Recently I was reading the “Building Consistent Transaction with Inconsistent Replication” paper. In this paper authors use inconsistently replicated state machine, but yet they are capable of creating a consistent transaction system. So what is Inconsistent Replication (IR)?
In the previous posts I summarized Raft and EPaxos. These two algorithms are used to achieve consensus in the distributed system, so for example when we deal with replicated state machines, these algorithms allow each replica to be an exact, consistent copy of each other. So, it is logical to assume that Inconsistent Replication will not produce the same replicas all the time, so our state machines can end up in different states. Why would we want to have a replicated state machine with various copies potentially being in different states? According to the authors of the paper it is faster than consistent replication, yet can still be used in some applications, such as transaction commit. I think the usage of IR will not be as straightforward as using consistent replications, since users of IR must also design their applications in such a way that tolerates the inconsistent state of the nodes.
IR does not guarantee the order in which each command is executed by replicas, thus replicas can reach different states unless the operations are independent of each other.
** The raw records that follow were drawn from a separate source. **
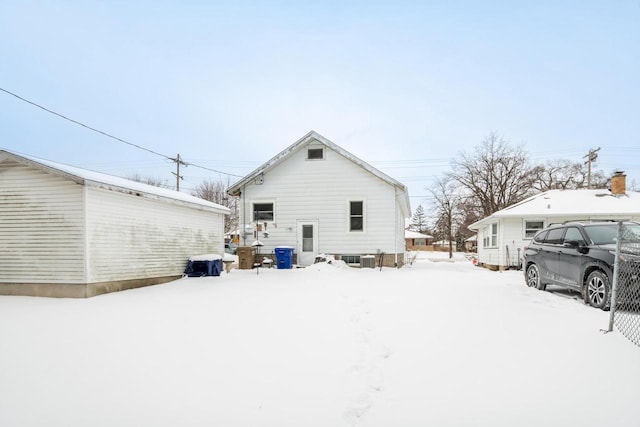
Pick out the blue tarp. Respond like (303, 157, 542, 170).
(184, 254, 223, 277)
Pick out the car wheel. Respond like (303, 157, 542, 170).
(586, 270, 611, 310)
(526, 264, 546, 290)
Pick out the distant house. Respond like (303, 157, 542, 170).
(405, 230, 433, 251)
(468, 173, 639, 270)
(227, 131, 411, 267)
(464, 234, 477, 252)
(0, 150, 229, 297)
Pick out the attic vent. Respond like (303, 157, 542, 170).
(307, 148, 324, 160)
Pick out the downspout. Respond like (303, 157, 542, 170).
(241, 185, 246, 246)
(394, 187, 398, 268)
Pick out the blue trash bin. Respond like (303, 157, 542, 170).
(274, 247, 294, 269)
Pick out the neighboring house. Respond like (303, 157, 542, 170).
(464, 234, 477, 252)
(405, 230, 433, 251)
(227, 131, 411, 267)
(0, 150, 229, 298)
(468, 173, 639, 270)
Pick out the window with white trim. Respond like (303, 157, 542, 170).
(524, 220, 544, 239)
(350, 201, 364, 231)
(307, 148, 324, 160)
(483, 223, 498, 248)
(252, 203, 274, 221)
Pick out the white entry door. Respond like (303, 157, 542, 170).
(297, 220, 318, 266)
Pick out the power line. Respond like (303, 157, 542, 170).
(1, 87, 169, 158)
(0, 87, 244, 179)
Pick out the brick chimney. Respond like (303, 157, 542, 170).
(611, 171, 626, 196)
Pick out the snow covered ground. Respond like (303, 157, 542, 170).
(1, 251, 639, 427)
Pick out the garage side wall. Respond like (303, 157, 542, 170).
(85, 187, 225, 287)
(0, 162, 86, 286)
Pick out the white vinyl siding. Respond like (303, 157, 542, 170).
(0, 162, 85, 283)
(237, 145, 401, 255)
(85, 187, 224, 283)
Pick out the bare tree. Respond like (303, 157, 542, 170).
(128, 173, 170, 188)
(531, 159, 608, 191)
(192, 179, 238, 234)
(428, 177, 462, 259)
(451, 132, 535, 218)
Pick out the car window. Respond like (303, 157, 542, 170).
(625, 225, 640, 242)
(533, 230, 548, 243)
(584, 225, 619, 245)
(544, 227, 565, 245)
(563, 227, 585, 245)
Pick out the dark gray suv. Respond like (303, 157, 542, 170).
(523, 221, 640, 310)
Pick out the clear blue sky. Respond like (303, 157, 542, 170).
(1, 0, 638, 211)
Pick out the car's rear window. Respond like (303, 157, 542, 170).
(584, 225, 621, 245)
(585, 224, 640, 244)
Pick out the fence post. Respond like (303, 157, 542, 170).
(607, 221, 623, 332)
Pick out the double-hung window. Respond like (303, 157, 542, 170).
(350, 201, 364, 231)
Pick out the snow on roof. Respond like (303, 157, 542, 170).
(405, 230, 433, 239)
(469, 189, 640, 229)
(226, 131, 411, 216)
(0, 150, 230, 215)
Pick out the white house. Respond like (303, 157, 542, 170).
(468, 173, 639, 270)
(227, 131, 411, 267)
(0, 150, 229, 298)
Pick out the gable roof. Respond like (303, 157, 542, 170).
(0, 149, 230, 215)
(227, 130, 411, 215)
(469, 189, 640, 230)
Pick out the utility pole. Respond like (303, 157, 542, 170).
(169, 154, 188, 191)
(584, 147, 600, 189)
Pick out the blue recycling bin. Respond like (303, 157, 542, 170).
(274, 247, 294, 269)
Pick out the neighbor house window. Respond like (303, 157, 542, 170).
(414, 238, 426, 246)
(350, 201, 364, 231)
(524, 220, 544, 238)
(253, 203, 274, 221)
(483, 223, 498, 248)
(307, 148, 324, 160)
(491, 223, 498, 247)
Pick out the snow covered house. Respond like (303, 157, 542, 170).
(227, 131, 411, 267)
(0, 150, 229, 298)
(468, 173, 640, 270)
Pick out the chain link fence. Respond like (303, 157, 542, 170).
(607, 222, 640, 347)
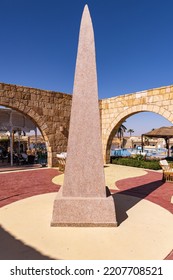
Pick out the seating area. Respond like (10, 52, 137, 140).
(0, 148, 48, 169)
(159, 159, 173, 182)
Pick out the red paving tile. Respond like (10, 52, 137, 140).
(114, 170, 173, 214)
(0, 168, 61, 207)
(164, 250, 173, 260)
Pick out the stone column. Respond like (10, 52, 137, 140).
(51, 5, 117, 226)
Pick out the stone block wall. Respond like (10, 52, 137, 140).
(100, 85, 173, 163)
(1, 82, 173, 166)
(0, 82, 72, 167)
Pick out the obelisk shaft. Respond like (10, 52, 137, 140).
(63, 5, 105, 197)
(51, 5, 117, 226)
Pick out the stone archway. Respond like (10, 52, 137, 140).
(102, 105, 173, 163)
(0, 83, 72, 167)
(100, 85, 173, 163)
(0, 105, 52, 166)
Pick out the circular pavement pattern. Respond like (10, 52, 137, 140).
(0, 192, 173, 260)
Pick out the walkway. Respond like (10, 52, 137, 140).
(115, 170, 173, 214)
(0, 168, 60, 207)
(113, 169, 173, 260)
(0, 163, 42, 173)
(0, 165, 173, 260)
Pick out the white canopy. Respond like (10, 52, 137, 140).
(0, 108, 37, 166)
(0, 108, 36, 132)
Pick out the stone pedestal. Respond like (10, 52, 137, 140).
(51, 194, 117, 227)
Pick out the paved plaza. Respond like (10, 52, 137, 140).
(0, 165, 173, 260)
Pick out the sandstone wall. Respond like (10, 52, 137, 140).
(100, 85, 173, 163)
(0, 82, 72, 167)
(1, 82, 173, 166)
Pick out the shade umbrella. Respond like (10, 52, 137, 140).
(141, 126, 173, 157)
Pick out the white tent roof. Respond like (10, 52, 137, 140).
(0, 108, 36, 132)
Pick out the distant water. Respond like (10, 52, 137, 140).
(110, 147, 169, 159)
(110, 148, 131, 157)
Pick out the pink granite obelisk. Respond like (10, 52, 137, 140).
(51, 5, 117, 226)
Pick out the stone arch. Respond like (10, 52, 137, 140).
(103, 104, 173, 163)
(0, 82, 72, 167)
(0, 102, 52, 166)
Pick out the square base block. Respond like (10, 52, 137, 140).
(51, 194, 117, 227)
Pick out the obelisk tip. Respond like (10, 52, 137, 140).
(84, 4, 89, 10)
(83, 4, 90, 16)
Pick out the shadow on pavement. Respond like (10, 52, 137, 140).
(112, 179, 164, 225)
(0, 226, 56, 260)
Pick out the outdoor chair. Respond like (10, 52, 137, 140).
(159, 159, 173, 182)
(56, 152, 67, 172)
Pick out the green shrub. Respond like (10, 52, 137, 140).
(111, 157, 161, 170)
The figure below illustrates hot this can happen.
Figure 1. Replicas in inconsistent state. (a) Two requests C1 and C2 are being sent to replicas at the same, but the requests reach replicas in different orders. (b) Requests are logged and executed in the order they have been received leading to an inconsistent state.
Since replicas can be in different states, IR cannot guarantee that recovering from failures can preserve the value or the states of each recovered operation. Because of this, IR has two types of guarantees it can provide upon recovering from a failure. If a client does not need to have an ability to recover the value of each operation, it can use IR in an inconsistent operation mode that only guarantees the recovery of only the fact that an operation occurred for up to f failures in a system of 2f+1 replicas. Inconsistent operation mode does not allow to recover the value of the operation. In consensus operation mode, IR can preserve both the command and a result of such command for up to f failures. In this mode, the result of an operation is the result a majority of replicas report for such operation, if such majority exist. Consensus operation may fail if not enough replicas report the same result for the operation, in which case IR protocol retries. Consensus operations also need to have floor(3/2f)+1 replicas agree to be finalized. IR protocol will also retry the operation until it finalizes. It seems like only finalized consensus operation can be recovered with the results of the operation, and not all consensus operation can be finalized since they can timeout after getting the majority but before reaching the consensus on floor(3/2f)+1 replicas.
This notion of retrying the operations until they eventually succeed makes me question whether it is a good solution especially under various kinds of loads. If the system deals with mostly independent requests it may not be difficult to reach consensus in consensus operation mode, but if there are lot of contention between requests, the system may just be stuck retrying all the operations without doing much of a useful work.
I am not going mention IR recovery mechanism described in the paper, but it is worth noting that during the recovery the entire system blocks and stops responding to new requests. The process is initialized by a recovering replica communicating to all other nodes, and once each node learns that some other replica is recovering from a failure it stops processing the requests until the protocol is finished and normal operation can resume.